Tom Gallagher – Credit Suisse: First question is, of the $600 million of costs saves that you’re targeting, can you tell us where you’re at on that. How much is in this quarter’s run rate to-date and how much is still on the come through. I think Steve, you guys had said, the $600 million should be realized by the end of ’14, how much is still to come on that?

Steven A. Kandarian – Chairman, President and CEO: We’ve got net – and this is mainly hitting to the U.S. There is about $115 million, but we have some one-time costs about $40 million so the net to the bottom line is about $75 million.

Tom Gallagher – Credit Suisse: John, is that $75 million per quarter is hitting the bottom line right now?

John C.R. Hele – EVP and CFO: Yes.

Tom Gallagher – Credit Suisse: So you’re not… sorry, go ahead.

John C.R. Hele – EVP and CFO: So it’s really $115 million, but there is a one-time cost of $40 million.

Tom Gallagher – Credit Suisse: You’re not stripping out that one – or are you stripping out that one-time cost from operating?

John C.R. Hele – EVP and CFO: No, it’s included.

Tom Gallagher – Credit Suisse: Got it, okay. That would be restructuring cost I presume?

John C.R. Hele – EVP and CFO: Yes, but some of our reinvestment, the $600 million is a net number, so we plan to get to $1 billion with a $400 million reinvest over time when we get out there. So we’ll start to have some more reinvest hitting in, in future periods as well.

Tom Gallagher – Credit Suisse: So should I view that that you guys are more than half of the way there? Should I be netting that against the full year $600 million pre-tax number? Or should I be netting that against $1 billion? I just want to understand how you’re thinking about that $115 million in the context to your goal…

John C.R. Hele – EVP and CFO: Yeah, I’d say we’re about halfway there, may be a third to a half. The reinvestment timing is still going to be phased in. But we’ve made good progress here.
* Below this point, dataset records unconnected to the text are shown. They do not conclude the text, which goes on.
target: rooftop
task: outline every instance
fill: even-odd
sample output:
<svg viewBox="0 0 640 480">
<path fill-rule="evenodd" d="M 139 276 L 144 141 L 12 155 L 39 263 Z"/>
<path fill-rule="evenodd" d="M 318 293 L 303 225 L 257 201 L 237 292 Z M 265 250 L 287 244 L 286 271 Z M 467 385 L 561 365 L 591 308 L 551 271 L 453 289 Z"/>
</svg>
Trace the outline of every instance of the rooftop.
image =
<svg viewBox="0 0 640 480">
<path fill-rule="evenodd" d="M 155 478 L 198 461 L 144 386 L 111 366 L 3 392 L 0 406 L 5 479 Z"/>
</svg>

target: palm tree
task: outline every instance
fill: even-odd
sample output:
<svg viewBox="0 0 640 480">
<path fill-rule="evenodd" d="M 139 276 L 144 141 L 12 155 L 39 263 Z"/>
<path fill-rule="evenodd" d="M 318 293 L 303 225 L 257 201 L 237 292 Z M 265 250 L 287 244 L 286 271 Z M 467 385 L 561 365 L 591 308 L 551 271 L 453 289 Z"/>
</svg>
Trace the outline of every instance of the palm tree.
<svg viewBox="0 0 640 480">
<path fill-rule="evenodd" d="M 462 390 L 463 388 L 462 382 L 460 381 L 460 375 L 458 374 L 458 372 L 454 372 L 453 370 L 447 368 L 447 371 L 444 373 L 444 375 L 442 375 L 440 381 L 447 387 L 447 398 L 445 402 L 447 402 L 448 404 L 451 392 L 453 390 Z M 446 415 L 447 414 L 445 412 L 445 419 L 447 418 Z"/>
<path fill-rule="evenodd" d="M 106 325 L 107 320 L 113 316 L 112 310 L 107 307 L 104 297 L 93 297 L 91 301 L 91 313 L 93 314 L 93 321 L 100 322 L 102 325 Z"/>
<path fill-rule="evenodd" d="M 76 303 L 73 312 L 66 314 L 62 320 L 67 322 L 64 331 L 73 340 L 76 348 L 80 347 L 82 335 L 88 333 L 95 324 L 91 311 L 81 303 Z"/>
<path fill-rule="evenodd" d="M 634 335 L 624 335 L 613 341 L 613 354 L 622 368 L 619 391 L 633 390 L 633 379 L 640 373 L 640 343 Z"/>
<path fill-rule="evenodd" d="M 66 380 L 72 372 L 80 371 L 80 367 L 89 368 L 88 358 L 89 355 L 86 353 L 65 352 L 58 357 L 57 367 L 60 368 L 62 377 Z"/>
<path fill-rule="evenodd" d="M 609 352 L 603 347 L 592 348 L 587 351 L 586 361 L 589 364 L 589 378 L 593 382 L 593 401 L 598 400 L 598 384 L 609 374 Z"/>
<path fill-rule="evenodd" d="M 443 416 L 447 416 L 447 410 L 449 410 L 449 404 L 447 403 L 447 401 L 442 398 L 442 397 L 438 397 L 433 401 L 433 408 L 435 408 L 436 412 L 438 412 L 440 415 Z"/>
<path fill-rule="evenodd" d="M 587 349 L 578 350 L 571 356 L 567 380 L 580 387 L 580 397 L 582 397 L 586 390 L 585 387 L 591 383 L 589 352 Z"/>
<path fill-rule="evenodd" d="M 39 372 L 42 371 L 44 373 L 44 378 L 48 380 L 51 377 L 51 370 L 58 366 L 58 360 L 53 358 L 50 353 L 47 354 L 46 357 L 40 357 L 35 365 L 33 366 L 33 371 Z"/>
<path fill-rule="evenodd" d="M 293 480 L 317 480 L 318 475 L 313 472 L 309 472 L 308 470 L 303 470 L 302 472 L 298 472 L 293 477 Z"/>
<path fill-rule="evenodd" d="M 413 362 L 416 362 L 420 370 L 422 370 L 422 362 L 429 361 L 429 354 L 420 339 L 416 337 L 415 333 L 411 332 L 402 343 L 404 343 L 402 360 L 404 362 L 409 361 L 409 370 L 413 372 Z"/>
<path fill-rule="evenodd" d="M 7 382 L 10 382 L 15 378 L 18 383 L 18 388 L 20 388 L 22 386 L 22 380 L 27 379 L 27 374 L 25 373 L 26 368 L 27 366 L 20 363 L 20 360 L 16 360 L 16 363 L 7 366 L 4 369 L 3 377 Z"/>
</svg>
Tom Gallagher – Credit Suisse: Got it. Then my follow-up is, just want to understand the yen sensitivity a little bit better at a higher level. Can you tell us what percent of your Asia earnings are actually Japan? Because you know obviously Korea is a pretty big contributor, so I want to understand of the $330 million, how much is Japan and of the Japan how much are yen denominated earnings versus U.S. dollar denominated earnings?

Christopher G. Townsend – President, Asia: It’s Chris Townsend here. Let me just wade in and give you the number in terms of the Japan proportion of the $333 million. The Japan earnings overall for the quarter are ($383 million) (indiscernible) $333 million. I think we’re about 65% yen-based earnings on that.

Tom Gallagher – Credit Suisse: Chris, that’s 65% yen based of the $303 million?

Christopher G. Townsend – President, Asia: That’s correct.